TRINITY SUNDAY
15th June 2025
Christian (Western Churches)
(Eastern Orthodox Christians celebrate All Saints at this time).
Trinity Sunday, sometimes known as ‘The Solemnity of the Most Holy Trinity’, is celebrated in the West on the Sunday after Pentecost/Whitsunday, when Christians reflect on the mystery of God, who is seen as One but is understood in and through God the Father, God the Son and God the Holy Spirit. Orthodox Churches have no specific recognition of Trinity Sunday.
The Church has been celebrating the Trinity in its life and worship since its earliest days. Evidence of this can be seen in Trinitarian baptismal formulae. Many early liturgies and prayers refer to the persons of the Trinity, as well as collects, benedictions and doxologies that end with a Trinitarian statement: ‘The grace of the Lord Jesus Christ and the love of God and the fellowship of the Holy Spirit be with you all’. (2 Corinthians 13:14.)

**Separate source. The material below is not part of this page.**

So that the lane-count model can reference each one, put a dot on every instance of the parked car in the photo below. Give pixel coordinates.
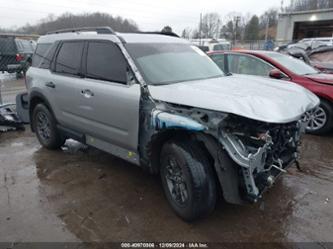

The Trinity is one of the most fascinating – and controversial – of Christian teachings. It is described as a ‘mystery’. By mystery the Church does not mean a conundrum or a riddle, but rather that the Trinity is a reality above our human comprehension which we may begin to grasp, but ultimately must know through worship, symbol, and faith. It is ineffable as well as incomprehensible.
The Nicene definition of the Trinity developed over time, based on Scripture and Tradition. The New Testament calls the Father, the Son, and the Holy Spirit ‘God’, yet the three are also clearly distinct. The problem was that the Church had to reconcile the divinity of Jesus and of the Holy Spirit with Jewish monotheism. By the middle of the 2nd century the Church began using the word Trinity to describe this relationship between Father, Son, and Spirit.
Then in the 4th century a presbyter named Arius denied that the Father and Son were both true God and co-eternal, so that his bishop, Alexander of Alexandria, challenged and deposed him. Eventually the Arian controversy spread, and the emperor Constantine, newly fascinated with Christianity, convened a council of bishops in AD 325 in Nicaea to deal with Arianism. It was there that the Church drew up the beginnings of the current Nicene Creed, the bastion of Trinitarian belief.
Christianity adopted this complex view of the nature of God because it was the only way they could make sense of belief in the One God in the context of the events and teaching of the Bible. The idea of the Trinity does not supersede monotheism; it interprets it, in the light of a specific set of revelatory events: God the Father – revealed by the Old Testament to be Creator, Father and Judge; God the Son – who lived on earth amongst human beings; God the Holy Spirit – who filled the followers of Jesus with new life and power.
It is impossible to overemphasise the importance of this doctrine that God is one in three persons. This has correctly been called ‘the distinctive teaching of the Christian faith’, that which sets apart the approach of Christians to the ‘fearful mystery of the deity’ from all other approaches and beliefs. The creed, the fundamental statement of Christian belief, sets out the Trinitarian nature of God. Baptism is carried out ‘In the name of the Father, and of the Son, and of the Holy Spirit’. Eucharistic prayers are firmly Trinitarian in concept. The doxology is Trinitarian.
Relevant to the day are the natural symbols of the Trinity – the shamrock used by St. Patrick to explain the Trinity to the ancient Irish; the pansy – viola tricolour – called the ‘Trinity Flower’; a candle with three flames; the triangle; the trefoil; three interlocking circles; and so many others. They all seek to explain, though with only partial success, what is an inexplicable mystery.
Matthew 28:19; 2 Corinthians 13:14; John 1:18; 15:26.